- Принеси мне ту кошку, - попросил Рене.
Я вышел из спальни - под дверью маялся напуганный Кейтель.
- Где может быть та кошка? - спросил я риторически, потому что та кошка могла быть уже где угодно - и в доме, и на улице, и на небесах - но Кейтель отозвался торопливо:
- Она у меня, я принесу, - и убежал. И вернулся с белой кошкой в руках - ливрея вся в белом пуху - и мы вошли в спальню вдвоем, потому что кошка шипела и рвалась. Рене увидел нас и рассмеялся, совсем тихо и слабо:
- Уносите. У меня и без нее все чешется.
Я подхватил Кейтеля под руку и вывел - сам он впал в оцепенение при виде хозяина.
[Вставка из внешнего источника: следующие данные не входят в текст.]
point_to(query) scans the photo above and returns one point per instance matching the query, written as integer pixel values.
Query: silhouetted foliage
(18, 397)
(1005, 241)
- Доигрался, - пробормотал Кейтель на пороге спальни, - с этими своими ядами. И отец его так умирал, и дядька. Готовят для других, а травятся потом сами...
- Погоди, Кейтель, все обойдется, - шепнул я ему и вернулся к Рене. Я не очень-то верил, что все обойдется. Если честно, я простился с Рене еще там, на мосту.
В обед Рене потребовал перо и бумагу и кое-как нацарапал две записки - для прекрасной Натальи и для фон Бюрена, черт бы его побрал. Кейтель забрал у меня записки, стуча зубами. Я подумал - скольких же Левенвольдов пережил этот дворецкий?
Рене стало чуть лучше, он повеселел - впрочем, чувства юмора он не утрачивал и на пороге смерти. Он постоянно пил воду и требовал от меня подавать тазик. Мне больше не приходилось отворачиваться - Рене стало все равно.
- Приоткрой окно, - попросил он, - здесь нечем дышать. Лучше умереть от воспаления легких, чем от удушья.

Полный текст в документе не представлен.